Open dylan-smith opened this issue 4 years ago • 4 comments

Right now if a PAT doesn't have the right permissions, some of the API calls will just crash and spit out a stack trace.

Would probably be a nicer experience if the tooling started by explicitly validating the PAT(s) had the necessary permissions, and giving user-friendly error messages if they didn't.

dylan-smith avatar Oct 16 '21 06:10 dylan-smith

should also validate other things that can cause migrations to fail. e.g.:

  • token not SSO authorized
  • feature flags not flipped
  • repo must be initialized

dylan-smith avatar Jan 23 '22 02:01 dylan-smith

Had an example where inventory-report was failing for a customer with a 401 when trying to get the org owner. Probably because the PAT didn't have Full Access scope.
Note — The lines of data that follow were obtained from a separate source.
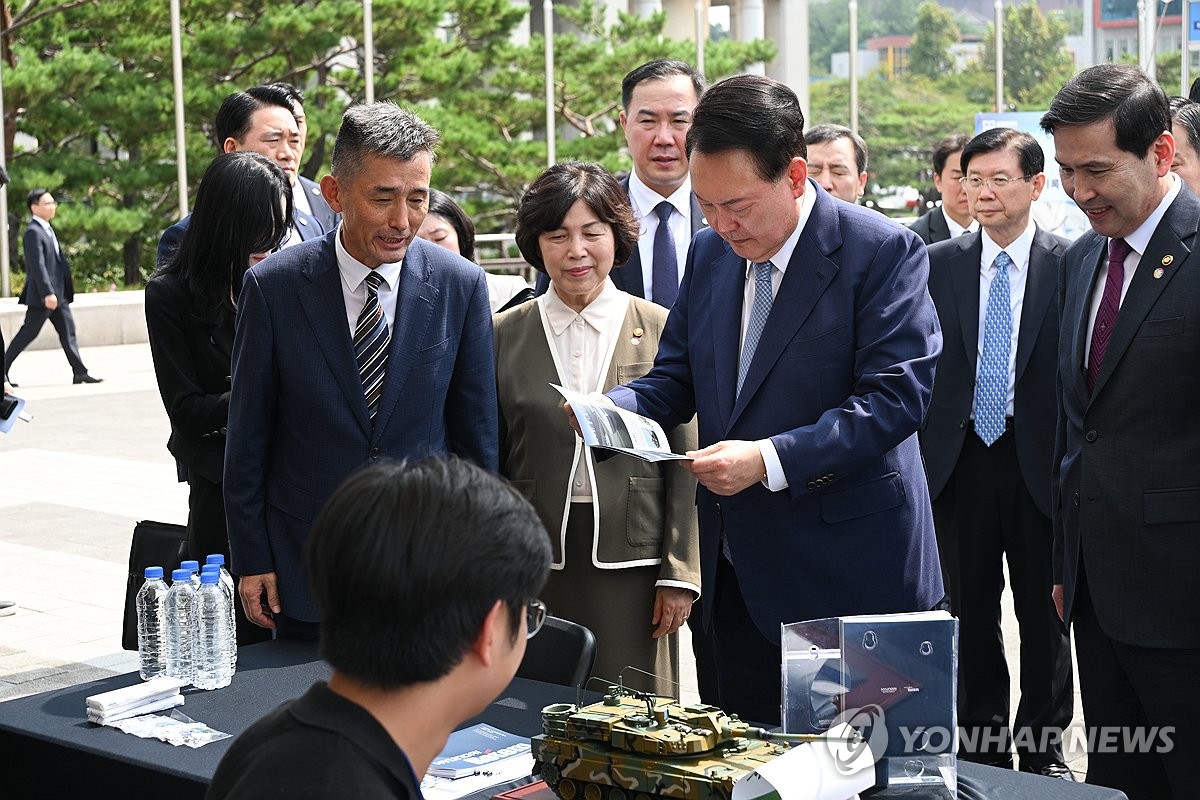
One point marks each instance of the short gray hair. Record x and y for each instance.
(379, 130)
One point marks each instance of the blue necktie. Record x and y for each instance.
(760, 311)
(991, 389)
(665, 270)
(371, 340)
When a command fails because it's missing Scopes we should give a useful error message with what scopes are required for this specific command.

dylan-smith avatar Sep 01 '22 21:09 dylan-smith

The octoshift backend now does a bunch of validation for PAT permissions, but there are some things that won't validate, for example ADO PAT permissions required to rewire pipelines or integrate-boards.

dylan-smith avatar Nov 05 '22 16:11 dylan-smith

This is a fantastic issue, because we should definitely do what we can to validate input upfront and return great error messages.

But it'll benefit from being broken down into smaller issues covering specific kinds of credential validations we want to do.

I believe that the biggest benefit will come from validating target GitHub PATs.

That's because the calls to the target GitHub org often happen after other slow processes complete (e.g. waiting for the migration source to generate archives), so you might discover a problem with the PAT after a long wait and lots of work!

Here's the stuff that we could check up-front for a target PAT:

  1. Does the PAT have the required scopes for the operation you're trying to perform?
  2. Is the PAT SSO authorized for the organization you're trying to access?
  3. Do you have the permissions required within the organization to do the thing you're trying to do? (for most command, this means you need to be the owner or be granted the migrator role, but there are exceptions)

When working on the above points, we should be wary of making many API requests, as we want to conserve a PAT's rate limit to avoid limiting customers' migrations.

Beyond there, there is definitely other work we could do to validate source credentials - but that feels like lower value.